Cancer Epigenetics & Nuclear Dynamics
The Cancer Epigenetics & Nuclear Dynamics (CEND) program focuses on nuclear phenomena associated with cancer, how information normally flows to and from the nucleus, and how information changes under tumorigenic conditions. CEND is organized into four thematic groups of researchers that reflect the program’s scientific aims. To achieve these aims, CEND members employ powerful genetic model systems, including budding yeast, C. elegans, Drosophila, and mice. Mechanistic analyses using cancer cell lines, primary cells, and tissue explants, as well as purified in vitro systems of varying complexity, complement studies in these model systems.

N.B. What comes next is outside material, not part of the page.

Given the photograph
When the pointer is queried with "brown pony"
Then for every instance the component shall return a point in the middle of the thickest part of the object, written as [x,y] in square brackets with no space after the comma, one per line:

- Understand how genome organization changes during tumorigenesis and whether organizational changes contribute to tumor progression
- Understand how epigenetic regulation changes during tumorigenesis
- Understand how non-coding RNAs affect tumorigenesis
- Understand the relationship between transcription factors and cancer
- Provide a common ground for faculty from different programs and campuses to interact and collaborate towards the goal of developing externally funded program projects
- Continue and expand efforts to facilitate translation of basic discoveries to clinic
- Target recruitment directly benefiting CEND in emerging areas of cancer research such as cancer epigenetics
- Ali Shilatifard, PhD
- Sadie Wignall, PhD
Among the program members are faculty from the Department of Biochemistry and Molecular Genetics and Department of Pharmacology on the Chicago campus. These recruits have specific interest in cancer epigenetics and significantly strengthen Northwestern’s cancer research programs in both basic and translational aspects of cancer epigenetics.